COVID-19 mental ill health

Impact of COVID-19 on mental ill health part of When we get ill - State of Suffolk 2021

Impact of COVID-19

The Covid-19 pandemic, and the unprecedented measures required to reduce the spread of the virus, have placed extraordinary pressures and demands on everyone. Perhaps unsurprisingly, around 1 in 5 adults in Britain experienced some form of depression in the first 3 months of 2021 - that’s over double the figure prior to the pandemic.

Suffolk Public Health focused on ‘public mental health’ for the 2021 Annual Public Health Report (Better Together) to understand what everyone can do to support mental well-being – as individuals and families, in communities, workplaces and groups, and across Suffolk as a whole. Even at the height of the pandemic, many individuals and organisations in Suffolk did things that supported our collective mental well-being. This is a concept known as ‘public mental health’: "The focused actions taken to improve mental health and wellbeing, and prevent mental ill-health, by individuals, communities and organisations".

National studies show deteriorations in mental health and wellbeing between March and May 2020, followed by a period of improvement through July, August and September 2020, and then a second deterioration between October 2020 and February 2021, followed by another period of recovery but not to pre-pandemic levels. Some groups have been more likely to experience poor or deteriorating mental health: women, young adults (aged between 18 and 34), adults with pre-existing mental or physical health conditions, adults experiencing loss of income or employment, adults in deprived neighbourhoods, some ethnic minority populations and those who experienced local lockdowns. Suffolk Mind’s COVID-19 impact report (published November 2021) suggested “the number of people susceptible to stress or mental ill health has doubled since March 2020”. Their research confirms that “those who are not working or are younger are less likely to be well”, while older people and the retired are least affected overall.

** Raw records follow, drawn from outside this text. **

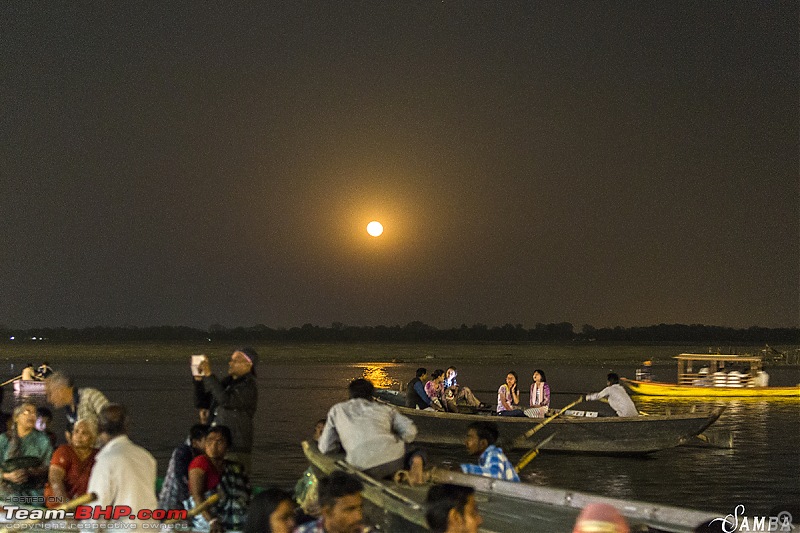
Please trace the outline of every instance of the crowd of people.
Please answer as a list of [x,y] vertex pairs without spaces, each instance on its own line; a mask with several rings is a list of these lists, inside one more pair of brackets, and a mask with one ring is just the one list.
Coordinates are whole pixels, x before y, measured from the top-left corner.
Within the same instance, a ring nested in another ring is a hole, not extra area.
[[[128,506],[133,513],[196,510],[190,525],[211,533],[231,529],[247,533],[366,531],[363,484],[352,474],[335,472],[316,479],[311,472],[316,481],[311,498],[276,487],[253,496],[248,476],[258,403],[257,363],[258,353],[252,348],[234,350],[228,375],[222,379],[213,374],[207,359],[199,363],[193,383],[200,422],[190,427],[186,441],[173,451],[157,495],[156,460],[128,437],[125,407],[110,402],[95,388],[77,386],[69,375],[53,372],[45,363],[47,402],[65,416],[64,444],[56,446],[58,438],[49,427],[50,409],[29,402],[16,406],[8,430],[0,434],[3,492],[17,502],[50,508],[94,493],[95,505]],[[495,409],[460,385],[457,376],[452,366],[434,370],[430,376],[419,368],[407,386],[408,405],[443,412],[496,409],[499,416],[543,418],[548,414],[551,391],[541,369],[531,376],[525,408],[520,406],[514,371],[499,387]],[[349,399],[333,405],[326,418],[315,424],[319,450],[343,453],[350,465],[371,478],[423,485],[428,458],[414,443],[414,422],[374,401],[374,386],[366,379],[353,380],[348,391]],[[587,399],[598,398],[608,398],[619,416],[638,414],[616,374],[609,374],[607,388],[587,395]],[[497,424],[489,419],[471,423],[464,445],[477,463],[461,464],[461,471],[518,482],[517,471],[497,445],[498,435]],[[222,497],[207,505],[214,494]],[[473,489],[448,484],[432,486],[426,517],[431,530],[441,532],[477,531],[482,521]]]
[[[469,387],[460,386],[456,376],[457,371],[453,366],[448,367],[447,371],[436,369],[430,375],[426,368],[418,368],[415,377],[406,386],[406,407],[452,413],[491,410],[491,406],[476,398]],[[529,405],[525,407],[520,402],[519,376],[512,370],[506,374],[505,383],[497,390],[497,404],[492,413],[498,416],[545,418],[550,413],[550,396],[550,385],[544,370],[537,368],[531,375]],[[616,373],[608,374],[606,388],[597,393],[587,393],[581,399],[606,399],[618,416],[639,415],[630,396],[619,384]]]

Some children and young people’s mental health and wellbeing has been substantially impacted due to and during the pandemic (particularly children with special educational needs (SEND), girls, children in care or disadvantaged financially, with pre-existing mental health needs, from Black Asian and Minority ethnic backgrounds, and LGBTQ+ young people). In England, there was an 81% increase in referrals to children and young people’s mental health services (April to September 2021 compared to the same period in 2019), compared to an 11% increase for adults. Healthwatch Suffolk reported in My Health, Our Future Phase 5 (2021) that “young people are now less resilient and more likely to have poorer wellbeing compared to 2019, revealing the negative impact of the pandemic on their mental health… some groups (e.g., young people from multi-ethnic communities, students with disabilities and LGBT*Q+ young people) [were] disproportionately impacted by mental health and emotional wellbeing concerns.”